I have a friend who moved into a REIT owned house. Takes MONTHS to get basic maintenance taken care of.
He's really annoyed he made that decision, but the location works for him for right now so it's not a total loss. But his problem made me think about these companies.
Property management is hard. It's a pain in the ass, actually. Some companies are good at it, but an apartment building is a lot easier to deal with in many ways than a single family home, and many of the problems (roofing, exteriors, landscaping, etc.) are amortize over tens of hundreds of residents. And it's all in one place, not scattered all over the city.
I really wonder if these big single family portfolios aren't going to be an albatross around the REITs' necks. At least until the management issues are sorted out.
I am amazed that someone is investing with the WeWork guy again, and it's basically the exact same pitch as WeWork but shifted to housing instead of office space.
Like, that is amazing.
it costs about $400,000 (soft costs + hard costs) to build an apartment unit in many urban areas (more on the coasts, less in other areas)

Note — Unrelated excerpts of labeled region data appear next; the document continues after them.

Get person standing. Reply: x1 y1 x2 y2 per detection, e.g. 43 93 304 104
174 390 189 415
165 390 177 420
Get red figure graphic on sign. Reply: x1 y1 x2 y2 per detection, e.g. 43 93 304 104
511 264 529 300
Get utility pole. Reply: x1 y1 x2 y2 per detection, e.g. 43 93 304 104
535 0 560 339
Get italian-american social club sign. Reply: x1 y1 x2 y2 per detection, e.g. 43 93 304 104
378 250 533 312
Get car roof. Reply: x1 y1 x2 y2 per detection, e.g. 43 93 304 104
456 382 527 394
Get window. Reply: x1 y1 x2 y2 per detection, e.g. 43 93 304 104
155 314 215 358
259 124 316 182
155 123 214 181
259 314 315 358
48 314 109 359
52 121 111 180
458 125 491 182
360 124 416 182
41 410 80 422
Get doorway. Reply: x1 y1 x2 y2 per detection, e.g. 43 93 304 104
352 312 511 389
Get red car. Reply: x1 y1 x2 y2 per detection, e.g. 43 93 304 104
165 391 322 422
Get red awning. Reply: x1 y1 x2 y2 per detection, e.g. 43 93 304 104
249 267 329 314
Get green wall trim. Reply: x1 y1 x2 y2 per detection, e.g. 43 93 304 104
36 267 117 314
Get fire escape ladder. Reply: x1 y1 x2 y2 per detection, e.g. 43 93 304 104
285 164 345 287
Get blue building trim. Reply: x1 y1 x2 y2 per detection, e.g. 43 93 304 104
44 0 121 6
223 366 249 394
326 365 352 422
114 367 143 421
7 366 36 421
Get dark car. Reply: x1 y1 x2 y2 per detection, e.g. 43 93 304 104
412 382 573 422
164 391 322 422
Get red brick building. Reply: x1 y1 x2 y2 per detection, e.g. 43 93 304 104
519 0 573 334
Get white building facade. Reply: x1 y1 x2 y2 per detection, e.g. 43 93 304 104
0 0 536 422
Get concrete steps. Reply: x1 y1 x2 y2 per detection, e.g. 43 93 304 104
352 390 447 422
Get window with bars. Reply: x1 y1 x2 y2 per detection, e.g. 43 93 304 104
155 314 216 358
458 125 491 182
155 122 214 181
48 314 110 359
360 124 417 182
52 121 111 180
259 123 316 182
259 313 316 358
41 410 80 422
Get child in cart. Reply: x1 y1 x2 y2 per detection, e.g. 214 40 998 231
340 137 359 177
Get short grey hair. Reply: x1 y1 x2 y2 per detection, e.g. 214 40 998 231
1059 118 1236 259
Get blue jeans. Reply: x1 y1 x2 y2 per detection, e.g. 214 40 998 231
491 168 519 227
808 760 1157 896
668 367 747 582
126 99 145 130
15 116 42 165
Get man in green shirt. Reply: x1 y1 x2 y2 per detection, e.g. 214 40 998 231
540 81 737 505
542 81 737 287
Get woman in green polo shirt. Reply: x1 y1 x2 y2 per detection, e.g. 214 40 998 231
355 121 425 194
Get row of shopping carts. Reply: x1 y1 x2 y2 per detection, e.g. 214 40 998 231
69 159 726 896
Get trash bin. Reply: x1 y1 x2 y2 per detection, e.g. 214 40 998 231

$350 million will buy you about 875 apartment units
pissing on a forest fire
> "In a world where limited access to home ownership continues to be a driving force behind inequality and anxiety, giving renters a sense of security, community, and genuine ownership has transformative power for our society," writes Andreessen. "When you care for people at their home and provide them with a sense of physical and financial security, you empower them to do more and build things."
So, this sounds like condo conversions. Buy apartment buildings, put in some extra noise insulation, spruce up the common areas, flooring, and fixtures, run plumbing and electrical for internal appliances, then file a bunch of paperwork with the city. Which is a fine business to be in, if not the most exciting. Though WeWork somehow made executive offices exciting, so I guess you never know.
The only alternative I can think of would be condo conversions that were somehow a rent-to-own arrangement. Give tenants a 5 year option to buy their unit for, say, $360,000. Charge an extra $600/month with the rent bill that you escrow. At the end of 5 years, the $36,000 you escrowed is 10% of the option price, which ought to be enough for a down payment. The neat part is: if you have to evict the tenants, you can take the escrowed funds to take care of damage and owed rent. The not so neat part is: if real estate prices go down, people won't execute their option, so you are stuck with all the downside, but none of the upside.
Do they have meetings at Andreesen Horowitz where someone says “You know guys, I don’t think we have enough snake oil in our portfolio. What’s that douchebag Adam Neumann doing lately?"
-jcr
Sounds like these guys are waiting for the low hanging fruit (developers close to bankruptcy or wanting to cash out) to materialize and then pick completed units for pennies on the dollar.